Many of the magazine's mainstays began retiring or dying in the 1980s. Newer contributors who appeared in this period include Anthony Barbieri, Scott Bricher, Tom Bunk, John Caldwell, Desmond Devlin, Drew Friedman, Barry Liebmann, Kevin Pope, Scott Maiko, Hermann Mejia, Tom Richmond, Andrew J. Schwartzberg, Mike Snider, Greg Theakston, Nadina Simon, Rick Tulka and Bill Wray.

On April 1, 1997, the magazine publicized an alleged "revamp," ostensibly designed to reach an older, more sophisticated readership. However, Salon's David Futrelle opined that such content was very much a part of Mad's past:

The October 1971 issue, for example, with its war crimes fold-in and back cover "mini-poster" of "The Four Horsemen of the Metropolis" (Drugs, Graft, Pollution and Slums). With its Mad Pollution Primer. With its "Reality Street" TV satire, taking a poke at the idealized images of interracial harmony on Sesame Street. ("It's a street of depression,/ Corruption, oppression!/ It's a sadist's dream come true!/ And masochists, too!") With its "This is America" photo feature, contrasting images of heroic astronauts with graphic photos of dead soldiers and junkies shooting up. I remember this issue pretty well; it was one of the ones I picked up at a garage sale and read to death. I seem to remember asking my parents what "graft" was. One of the joys of Mad for me at the time was that it was always slightly over my head. From "Mad's Up-Dated Modern Day Mother Goose" I learned about Andy Warhol, Spiro Agnew and Timothy Leary ("Wee Timmy Leary/ Soars through the sky/ Upward and Upward/ Till he's, oh, so, high/ Since this rhyme's for kiddies/ How do we explain/ That Wee Timmy Leary/ Isn't in a plane?"). From "Greeting Cards for the Sexual Revolution" I learned about "Gay Liberationists" and leather-clad "Sex Fetishists." I read the Mad versions of a whole host of films I never in a million years would have been allowed to see: Easy Rider ("Sleazy Riders"), Midnight Cowboy ("Midnight Wowboy"), Five Easy Pieces ("Five Easy Pages .") I learned about the John Birch Society and Madison Avenue.
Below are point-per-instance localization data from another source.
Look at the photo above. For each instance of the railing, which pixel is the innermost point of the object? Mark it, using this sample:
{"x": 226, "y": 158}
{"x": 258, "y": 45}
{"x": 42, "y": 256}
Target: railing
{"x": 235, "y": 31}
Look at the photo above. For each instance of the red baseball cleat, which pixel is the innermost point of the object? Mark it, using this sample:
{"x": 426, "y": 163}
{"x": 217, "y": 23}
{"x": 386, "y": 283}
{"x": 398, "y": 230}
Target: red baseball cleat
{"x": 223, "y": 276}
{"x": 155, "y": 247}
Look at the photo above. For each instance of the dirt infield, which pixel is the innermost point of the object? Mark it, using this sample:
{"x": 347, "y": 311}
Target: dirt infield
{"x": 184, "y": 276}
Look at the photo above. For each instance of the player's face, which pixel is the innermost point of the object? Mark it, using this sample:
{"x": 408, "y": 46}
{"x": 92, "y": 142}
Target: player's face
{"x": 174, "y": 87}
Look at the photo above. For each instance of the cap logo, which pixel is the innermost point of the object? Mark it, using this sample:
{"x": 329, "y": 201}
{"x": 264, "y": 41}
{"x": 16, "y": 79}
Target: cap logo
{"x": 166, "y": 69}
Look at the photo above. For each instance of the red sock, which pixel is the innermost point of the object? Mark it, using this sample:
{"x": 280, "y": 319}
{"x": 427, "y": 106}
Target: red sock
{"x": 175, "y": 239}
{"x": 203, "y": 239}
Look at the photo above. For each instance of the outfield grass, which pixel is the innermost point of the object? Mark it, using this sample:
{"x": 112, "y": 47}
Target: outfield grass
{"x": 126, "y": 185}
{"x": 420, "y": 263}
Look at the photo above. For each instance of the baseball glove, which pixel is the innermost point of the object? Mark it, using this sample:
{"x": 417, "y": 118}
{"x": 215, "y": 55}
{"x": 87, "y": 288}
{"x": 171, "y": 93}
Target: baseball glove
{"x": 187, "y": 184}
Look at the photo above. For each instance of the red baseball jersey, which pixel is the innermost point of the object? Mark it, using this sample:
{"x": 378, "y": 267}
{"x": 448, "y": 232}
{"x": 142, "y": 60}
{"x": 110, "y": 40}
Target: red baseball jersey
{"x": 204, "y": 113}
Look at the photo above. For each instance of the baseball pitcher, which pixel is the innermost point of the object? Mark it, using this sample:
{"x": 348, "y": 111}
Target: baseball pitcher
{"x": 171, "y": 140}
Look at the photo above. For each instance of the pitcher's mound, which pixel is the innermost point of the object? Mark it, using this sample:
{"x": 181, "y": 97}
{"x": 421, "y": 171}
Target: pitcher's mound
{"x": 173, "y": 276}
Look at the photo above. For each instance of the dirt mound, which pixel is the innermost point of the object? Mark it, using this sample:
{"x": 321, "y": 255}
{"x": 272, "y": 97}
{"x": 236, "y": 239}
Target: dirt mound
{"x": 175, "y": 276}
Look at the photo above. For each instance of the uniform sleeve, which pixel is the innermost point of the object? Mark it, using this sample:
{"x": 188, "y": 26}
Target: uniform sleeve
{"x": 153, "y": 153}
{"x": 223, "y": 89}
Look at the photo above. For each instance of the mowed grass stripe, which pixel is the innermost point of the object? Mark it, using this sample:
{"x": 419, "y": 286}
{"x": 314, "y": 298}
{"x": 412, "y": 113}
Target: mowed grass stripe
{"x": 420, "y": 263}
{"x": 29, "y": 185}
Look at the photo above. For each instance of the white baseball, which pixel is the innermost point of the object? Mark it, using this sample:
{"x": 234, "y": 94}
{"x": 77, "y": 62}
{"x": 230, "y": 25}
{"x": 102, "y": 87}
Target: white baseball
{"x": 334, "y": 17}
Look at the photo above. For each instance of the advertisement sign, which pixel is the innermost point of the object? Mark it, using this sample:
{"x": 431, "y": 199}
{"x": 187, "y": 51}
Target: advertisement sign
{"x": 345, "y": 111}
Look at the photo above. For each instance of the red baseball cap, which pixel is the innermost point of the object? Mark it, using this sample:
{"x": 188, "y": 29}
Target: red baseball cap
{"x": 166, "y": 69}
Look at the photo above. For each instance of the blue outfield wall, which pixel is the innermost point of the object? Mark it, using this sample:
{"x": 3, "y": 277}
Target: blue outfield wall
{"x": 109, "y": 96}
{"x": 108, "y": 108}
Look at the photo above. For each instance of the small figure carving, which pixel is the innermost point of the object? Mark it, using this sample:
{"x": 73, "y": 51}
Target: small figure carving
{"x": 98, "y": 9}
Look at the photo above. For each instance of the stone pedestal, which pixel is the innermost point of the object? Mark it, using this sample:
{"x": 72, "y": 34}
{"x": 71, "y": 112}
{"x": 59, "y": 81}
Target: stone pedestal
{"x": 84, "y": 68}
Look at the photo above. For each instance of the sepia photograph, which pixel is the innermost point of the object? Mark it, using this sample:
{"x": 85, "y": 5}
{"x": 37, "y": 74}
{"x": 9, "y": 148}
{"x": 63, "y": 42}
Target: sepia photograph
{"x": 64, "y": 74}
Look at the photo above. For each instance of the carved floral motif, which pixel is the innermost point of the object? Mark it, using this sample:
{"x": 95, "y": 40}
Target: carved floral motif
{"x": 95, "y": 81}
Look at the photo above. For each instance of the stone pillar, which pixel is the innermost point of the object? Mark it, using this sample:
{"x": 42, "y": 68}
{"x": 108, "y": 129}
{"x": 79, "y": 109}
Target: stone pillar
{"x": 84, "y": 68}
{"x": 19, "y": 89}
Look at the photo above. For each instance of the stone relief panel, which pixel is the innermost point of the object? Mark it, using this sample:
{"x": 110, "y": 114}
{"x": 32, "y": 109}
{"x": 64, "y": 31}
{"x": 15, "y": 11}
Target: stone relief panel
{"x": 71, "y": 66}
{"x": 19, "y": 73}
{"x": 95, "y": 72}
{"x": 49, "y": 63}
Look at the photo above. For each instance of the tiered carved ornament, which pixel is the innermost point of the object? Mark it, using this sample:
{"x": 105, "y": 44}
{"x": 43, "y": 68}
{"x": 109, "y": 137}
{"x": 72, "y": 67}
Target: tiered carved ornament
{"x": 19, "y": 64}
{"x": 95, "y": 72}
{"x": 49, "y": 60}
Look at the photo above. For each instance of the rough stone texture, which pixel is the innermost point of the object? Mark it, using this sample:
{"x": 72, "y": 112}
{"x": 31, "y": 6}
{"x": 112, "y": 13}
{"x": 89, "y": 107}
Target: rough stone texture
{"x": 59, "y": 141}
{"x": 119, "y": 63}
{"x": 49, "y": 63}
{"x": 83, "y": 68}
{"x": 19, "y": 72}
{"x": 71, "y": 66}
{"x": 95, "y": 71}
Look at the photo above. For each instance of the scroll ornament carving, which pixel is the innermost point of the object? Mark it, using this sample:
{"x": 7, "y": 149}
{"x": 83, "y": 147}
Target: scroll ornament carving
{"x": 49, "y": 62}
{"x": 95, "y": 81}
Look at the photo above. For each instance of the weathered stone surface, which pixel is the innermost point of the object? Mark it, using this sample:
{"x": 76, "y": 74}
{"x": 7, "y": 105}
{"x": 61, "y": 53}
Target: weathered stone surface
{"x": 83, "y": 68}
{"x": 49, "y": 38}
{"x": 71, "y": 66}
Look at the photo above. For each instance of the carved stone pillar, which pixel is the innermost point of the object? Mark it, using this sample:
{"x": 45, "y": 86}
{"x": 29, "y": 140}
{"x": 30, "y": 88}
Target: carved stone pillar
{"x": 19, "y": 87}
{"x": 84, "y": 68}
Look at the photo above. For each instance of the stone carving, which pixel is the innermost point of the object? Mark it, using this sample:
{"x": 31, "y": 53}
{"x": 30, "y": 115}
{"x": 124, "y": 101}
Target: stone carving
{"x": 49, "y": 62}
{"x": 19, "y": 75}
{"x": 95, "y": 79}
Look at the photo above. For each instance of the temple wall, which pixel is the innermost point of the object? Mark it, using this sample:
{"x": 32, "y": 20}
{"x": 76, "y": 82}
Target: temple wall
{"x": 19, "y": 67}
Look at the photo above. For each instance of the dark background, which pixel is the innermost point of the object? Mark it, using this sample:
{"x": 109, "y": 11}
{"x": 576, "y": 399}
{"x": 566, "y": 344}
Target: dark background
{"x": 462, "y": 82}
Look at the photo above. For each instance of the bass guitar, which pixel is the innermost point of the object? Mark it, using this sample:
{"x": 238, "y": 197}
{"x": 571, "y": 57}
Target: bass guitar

Mad editor John Ficarra acknowledges that changes in culture have made the task of creating fresh satire more difficult, telling an interviewer, “The editorial mission statement has always been the same: 'Everyone is lying to you, including magazines. Think for yourself. Question authority. But it’s gotten harder, as they’ve gotten better at lying and getting in on the joke.”

Mad contributor Tom Richmond has tweaked critics who say the magazine's decision to accept advertising would make late publisher William Gaines "turn over in his grave", pointing out this was impossible because Gaines was cremated.